Gaspreisbremse wird steuerpflichtig: Willkommen in Absurdistan

Bereits vor einigen Tagen habe ich in einem Blog-Beitrag darauf hingewiesen, dass die Gas-/Wärmepreisbremse (Dezemberhilfe) steuerpflichtig wird. Bei Steuerpflichtigen, die den Solidaritätszuschlag zahlen müssen, erhöht sich das zu versteuernde Einkommen um die Entlastungen durch die Gaspreisbremse.

Nunmehr hatte ich auch Gelegenheit, den Gesetzestext und die Gesetzesbegründung zu lesen. Willkommen in Absurdistan!

Die Systematik ist, wenn ich es richtig verstehe, die Folgende:

  • Die einmalige Entlastung wird regelmäßig den Einkünften aus Leistungen nach § 22 Nr. 3 Satz 1 zugeordnet, obwohl der Steuerpflichtige selbst weder etwas geleistet noch unterlassen hat. Ein rein staatliche Zahlung wird also als Einkunftsquelle betrachtet.
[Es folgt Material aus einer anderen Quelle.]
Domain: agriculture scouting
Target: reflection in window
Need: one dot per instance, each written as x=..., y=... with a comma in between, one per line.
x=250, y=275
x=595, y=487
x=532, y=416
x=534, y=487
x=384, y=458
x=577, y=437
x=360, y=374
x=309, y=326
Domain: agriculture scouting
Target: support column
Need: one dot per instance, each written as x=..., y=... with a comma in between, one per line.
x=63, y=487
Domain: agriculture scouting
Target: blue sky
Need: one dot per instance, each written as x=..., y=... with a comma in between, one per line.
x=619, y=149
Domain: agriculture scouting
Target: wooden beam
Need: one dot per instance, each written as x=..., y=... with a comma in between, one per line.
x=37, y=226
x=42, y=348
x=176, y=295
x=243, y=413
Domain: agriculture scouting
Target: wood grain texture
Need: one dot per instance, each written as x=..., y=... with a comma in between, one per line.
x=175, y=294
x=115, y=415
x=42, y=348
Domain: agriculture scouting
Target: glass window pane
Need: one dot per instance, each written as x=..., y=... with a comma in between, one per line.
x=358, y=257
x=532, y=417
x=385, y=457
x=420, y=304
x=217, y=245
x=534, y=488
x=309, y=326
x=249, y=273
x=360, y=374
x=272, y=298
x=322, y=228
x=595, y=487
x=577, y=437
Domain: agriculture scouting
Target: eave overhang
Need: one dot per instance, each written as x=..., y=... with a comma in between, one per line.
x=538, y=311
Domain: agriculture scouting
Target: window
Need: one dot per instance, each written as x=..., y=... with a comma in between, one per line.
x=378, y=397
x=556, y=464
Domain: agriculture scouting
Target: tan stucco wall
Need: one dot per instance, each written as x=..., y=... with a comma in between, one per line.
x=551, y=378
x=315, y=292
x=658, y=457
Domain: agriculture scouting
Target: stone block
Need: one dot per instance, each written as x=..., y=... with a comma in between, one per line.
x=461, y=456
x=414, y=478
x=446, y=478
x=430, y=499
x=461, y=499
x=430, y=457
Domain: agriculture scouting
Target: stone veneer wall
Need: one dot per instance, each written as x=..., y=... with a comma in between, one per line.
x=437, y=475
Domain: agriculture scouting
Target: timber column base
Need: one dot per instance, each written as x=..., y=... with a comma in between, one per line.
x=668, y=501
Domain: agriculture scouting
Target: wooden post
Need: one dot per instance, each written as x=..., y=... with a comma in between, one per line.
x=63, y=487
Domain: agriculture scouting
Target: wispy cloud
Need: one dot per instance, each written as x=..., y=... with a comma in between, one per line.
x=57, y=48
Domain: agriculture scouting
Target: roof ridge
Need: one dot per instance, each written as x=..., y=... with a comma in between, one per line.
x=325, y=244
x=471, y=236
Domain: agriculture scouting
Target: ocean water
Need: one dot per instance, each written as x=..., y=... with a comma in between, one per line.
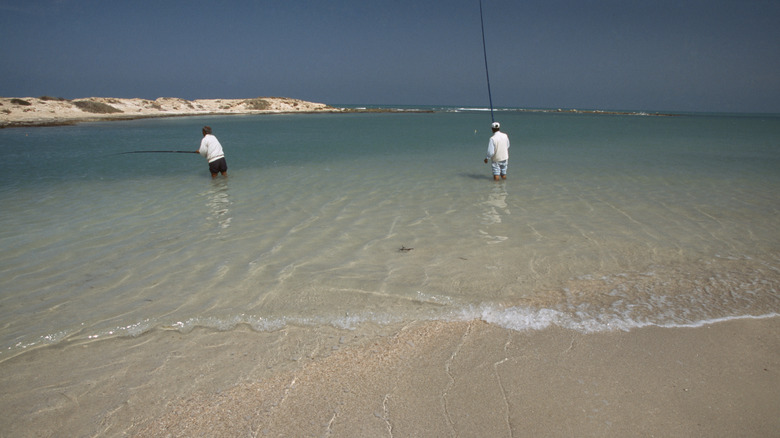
x=606, y=222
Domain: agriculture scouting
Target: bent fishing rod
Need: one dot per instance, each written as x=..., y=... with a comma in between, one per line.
x=484, y=51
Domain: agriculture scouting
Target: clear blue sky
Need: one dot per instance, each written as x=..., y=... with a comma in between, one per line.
x=699, y=55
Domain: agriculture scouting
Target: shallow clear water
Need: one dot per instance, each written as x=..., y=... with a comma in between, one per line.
x=605, y=222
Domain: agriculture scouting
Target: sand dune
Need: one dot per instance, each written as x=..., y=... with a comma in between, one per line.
x=45, y=111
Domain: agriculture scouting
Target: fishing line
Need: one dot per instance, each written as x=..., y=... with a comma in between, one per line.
x=484, y=50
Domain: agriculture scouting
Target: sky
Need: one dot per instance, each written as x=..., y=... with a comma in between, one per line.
x=659, y=55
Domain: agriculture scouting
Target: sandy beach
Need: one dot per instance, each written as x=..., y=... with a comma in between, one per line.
x=47, y=111
x=422, y=379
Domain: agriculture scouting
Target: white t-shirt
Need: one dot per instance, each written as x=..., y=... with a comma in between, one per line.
x=210, y=148
x=498, y=147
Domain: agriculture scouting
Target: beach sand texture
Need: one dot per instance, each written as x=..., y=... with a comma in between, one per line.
x=425, y=379
x=32, y=111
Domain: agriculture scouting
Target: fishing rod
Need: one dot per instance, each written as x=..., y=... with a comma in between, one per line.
x=484, y=51
x=158, y=152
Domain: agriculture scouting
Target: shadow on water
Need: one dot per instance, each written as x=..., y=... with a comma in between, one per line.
x=479, y=176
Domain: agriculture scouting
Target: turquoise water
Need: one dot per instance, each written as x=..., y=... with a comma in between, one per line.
x=605, y=222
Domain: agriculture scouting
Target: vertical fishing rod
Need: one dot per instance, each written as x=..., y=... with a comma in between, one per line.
x=484, y=50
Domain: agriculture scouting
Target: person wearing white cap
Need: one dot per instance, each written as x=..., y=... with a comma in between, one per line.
x=498, y=152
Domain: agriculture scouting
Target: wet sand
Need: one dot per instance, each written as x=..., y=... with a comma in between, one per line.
x=422, y=379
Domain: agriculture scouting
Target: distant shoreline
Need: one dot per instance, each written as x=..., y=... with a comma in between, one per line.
x=52, y=111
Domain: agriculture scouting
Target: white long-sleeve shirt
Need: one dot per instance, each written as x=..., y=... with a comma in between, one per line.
x=498, y=147
x=210, y=148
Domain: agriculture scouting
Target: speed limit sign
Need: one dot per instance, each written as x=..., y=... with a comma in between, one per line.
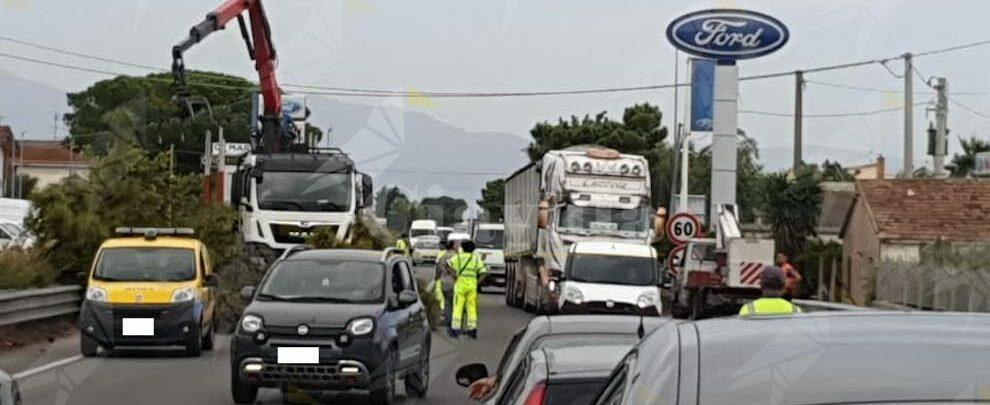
x=682, y=227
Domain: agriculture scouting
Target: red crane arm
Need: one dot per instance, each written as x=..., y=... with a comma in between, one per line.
x=259, y=46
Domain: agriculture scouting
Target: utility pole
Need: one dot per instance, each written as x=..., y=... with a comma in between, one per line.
x=908, y=170
x=941, y=124
x=798, y=118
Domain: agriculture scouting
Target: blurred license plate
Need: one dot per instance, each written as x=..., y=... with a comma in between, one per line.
x=299, y=355
x=138, y=327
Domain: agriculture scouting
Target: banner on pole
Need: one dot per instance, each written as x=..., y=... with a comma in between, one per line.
x=702, y=94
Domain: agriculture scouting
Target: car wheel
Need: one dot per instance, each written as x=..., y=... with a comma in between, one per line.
x=194, y=347
x=242, y=392
x=418, y=380
x=88, y=346
x=207, y=343
x=383, y=388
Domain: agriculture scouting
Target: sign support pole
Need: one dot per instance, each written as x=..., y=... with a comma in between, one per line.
x=724, y=130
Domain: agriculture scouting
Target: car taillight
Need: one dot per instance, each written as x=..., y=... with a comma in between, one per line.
x=535, y=396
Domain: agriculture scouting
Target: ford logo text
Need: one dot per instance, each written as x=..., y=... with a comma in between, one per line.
x=727, y=34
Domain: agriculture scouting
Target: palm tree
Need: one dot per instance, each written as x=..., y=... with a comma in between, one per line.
x=962, y=165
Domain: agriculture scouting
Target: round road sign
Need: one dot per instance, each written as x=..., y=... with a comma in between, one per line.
x=682, y=227
x=675, y=259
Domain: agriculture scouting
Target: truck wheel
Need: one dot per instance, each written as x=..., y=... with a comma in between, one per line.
x=88, y=346
x=242, y=393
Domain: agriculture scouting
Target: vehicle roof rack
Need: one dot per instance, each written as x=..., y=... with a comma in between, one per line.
x=153, y=233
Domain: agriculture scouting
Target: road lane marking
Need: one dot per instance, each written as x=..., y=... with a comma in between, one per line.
x=47, y=367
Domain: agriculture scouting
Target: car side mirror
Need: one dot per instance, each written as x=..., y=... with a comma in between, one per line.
x=367, y=190
x=407, y=298
x=470, y=373
x=247, y=293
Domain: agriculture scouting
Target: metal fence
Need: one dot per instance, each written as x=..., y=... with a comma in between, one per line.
x=933, y=287
x=31, y=305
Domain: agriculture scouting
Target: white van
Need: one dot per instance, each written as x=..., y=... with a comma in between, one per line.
x=421, y=227
x=610, y=277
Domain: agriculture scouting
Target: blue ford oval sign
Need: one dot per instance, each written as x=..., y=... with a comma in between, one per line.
x=727, y=34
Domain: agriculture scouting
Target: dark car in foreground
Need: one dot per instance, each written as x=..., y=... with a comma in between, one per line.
x=558, y=332
x=333, y=320
x=9, y=393
x=821, y=358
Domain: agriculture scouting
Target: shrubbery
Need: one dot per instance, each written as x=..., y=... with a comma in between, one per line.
x=24, y=269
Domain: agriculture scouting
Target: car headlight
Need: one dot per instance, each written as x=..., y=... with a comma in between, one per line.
x=184, y=294
x=573, y=294
x=251, y=323
x=96, y=294
x=648, y=299
x=360, y=326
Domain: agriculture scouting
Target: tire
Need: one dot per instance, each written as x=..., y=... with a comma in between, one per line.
x=383, y=388
x=241, y=392
x=195, y=346
x=418, y=380
x=88, y=346
x=208, y=340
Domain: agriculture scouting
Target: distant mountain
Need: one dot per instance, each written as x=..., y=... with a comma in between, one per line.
x=30, y=106
x=419, y=153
Nun ja.
  • Gehört eine Entlastung zu den Einkünften, ist sie nicht Gegenstand der Berechnung des Gesamtbetrags der Einkünfte, sondern wird dem zu versteuernden Einkommen hinzugerechnet. Das verstehe, wer wolle.
  • Nur bei Steuerpflichtigen mit einer Pflicht zur Zahlung eines Solidaritätszuschlages erhöht sich das zu versteuernde Einkommen um die Entlastungen. Das ist aberwitzig.
  • Für den Zufluss nach § 11 Abs. 1 Satz 1 EStG ist der Veranlagungszeitraum maßgebend, in dem die Endabrechnungen durch den Versorger, die Vermieter oder die Wohnungseigentümergemeinschaft erteilt wurden. Es gilt also eine Ausnahme vom Zuflussprinzip. Nun wird es vollkommen absurd.

Der Gesetzgeber schafft es, die seit etwa 100 Jahren bestehende Systematik des Einkommensteuergesetzes gleich viermal zu durchbrechen:

  • Einkünfte, wo keine sind.
  • Einkünfte erst dem zu versteuernden Einkommen und nicht bereits dem Gesamtbetrag der Einkünfte zuordnen.
  • Die Erzielung von Einkünften von der Zahlung eines Solidaritätszuschlages abhängig machen.
  • Das Zuflussprinzip gesetzlich außer Kraft setzen.

Unabhängig von der äußerst komplexen und verfassungsmäßig höchst fragwürdigen Regelung stellen sich mir Fragen über Fragen:

  • Was ist mit Personen, die hohes Vermögen und hohe, „nur“ der Abgeltungsteuer unterliegende Kapitaleinkünfte haben? Wohl keine Versteuerung.
  • Was ist, wenn zwar die Abrechnung des Versorgers vorliegt, es aber in der Wohneigentumsgemeinschaft erhebliche Streitigkeiten untereinander oder mit dem Verwalter gibt? Kann ich die Steuererklärung 2023 erst abgeben, wenn der Streit beendet ist? Oder schaltet sich gar die Finanzverwaltung in den Streit ein?
  • Wenn die Versteuerung in 2023 erfolgt, kann ich dann die in 2022 erfolgte Zahlung der Gasrechnung zunächst als Werbungskosten absetzen? Schließlich muss ich ja erst etwas „aufwenden“, um Einkünfte „zu erzielen“. Oder anders: Ich erhalte etwas erstattet, was ich zunächst gezahlt habe.
  • Was ist in Fällen von nichtehelichen Partnerschaften, wenn der eine Mieter oder Eigentümer (und Vertragspartner des Wärmelieferanten) ist, (nur) der andere aber der Gutverdienende ist? Wohl Glück gehabt – keine Versteuerung.
  • Was ist, wenn die Dezemberhilfe anteilig auf das Arbeitszimmer entfällt? Liegen dann Einkünfte nach § 19 EStG vor? Ist es gar Arbeitslohn von dritter Seite? Muss ich dann meinen Arbeitgeber benachrichtigen, damit dieser Lohnsteuer einbehält? Im Prinzip ja. Aber was geht meinen Arbeitgeber meine Gasrechnung an? Wie gedenkt der Gesetzgeber, dieses Dilemma zu beheben?

Wie heißt es so schön im Koalitionsvertrag: „Wir wollen das Steuersystem für Menschen und Unternehmen einfacher machen“.

Noch einmal: Ich kritisiere nicht, dass Besserverdienende von der Dezemberhilfe weniger haben sollen als Bürger mit einem geringen Einkommen. Doch es ist absurd, dafür die komplette Systematik des Einkommensteuerrechts auf den Kopf zu stellen.